I feel somewhat hesitant to criticise the film in the circumstances, but it doesn’t achieve the dramatic power I imagine as live theatre.  This is not to do with the quality of the acting.  

Perhaps the problem is that the story of Bernard Jordan is real, and appears on film too much like a documentary, a documenting of the events.  But this movie is a fictional recreation based on the true story.  At the same when we watch any film we feel we are seeing reality.

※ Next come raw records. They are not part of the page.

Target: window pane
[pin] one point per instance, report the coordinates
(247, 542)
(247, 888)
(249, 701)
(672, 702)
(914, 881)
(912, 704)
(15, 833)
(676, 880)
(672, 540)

Ivory, as the writer, uses flashbacks to represent actual memories and and their emotional impact, but when filmed, the younger versions of Bernie and Reenie don’t look enough like or their voices don’t have the same accents or manners of speaking as the Bernard and Irene we see in old age.  So the illusion of theatre is broken.  But maybe my reaction was influenced by my being an 83-year-old one-time Cockney.

The flashbacks to the scenes on the landing craft certainly created the horrifying effects of being under fire from the German aircraft, showing what happened to the tank, and the soldier Bernie persuaded to drive it out into danger.  But it was filmed for us as observers, instead of being a memory from within Bernie’s viewpoint.  

Caine and Jackson created their personal relationship very well, so that we (as we would have in a play) easily found ourselves identifying with each of them and feeling the bond between them.  But other scenes, such as Bernie’s meeting up with the Germans, being introduced by a ‘French’ hotel manager who didn’t sound like a real native French speaker, nor like a Frenchman trying to speak German, just didn’t seem real.  On stage it might even have been funny, rather than creating the tension that was likely if it had been real – nor did it create the other sense of recognition between fighters on such opposite sides, and the feelings that made Bernie and Arthur give Heinrich their tickets to the memorial function.

I certainly, though, could recognise the feeling of satisfaction that Bernie achieved when leaving his memento at the grave in Bayeux, after my wife and I had ourselves searched for her grandfather’s grave in Normandy, where he died in 1918, and where we saw the respect with which the local people keep up the maintenance of all those cemeteries.  

So though the film is made with good intentions, and raises important issues about warfare and its glorification, the writing and directing is inconsistent as a 90-minute drama.  

Yet it stands as a recognition of Glenda Jackson and Michael Caine’s acting capabilities, even their determination – like that of both Irene and Bernard Jordan – to go where he knew he must go, despite old age and the expectations of others.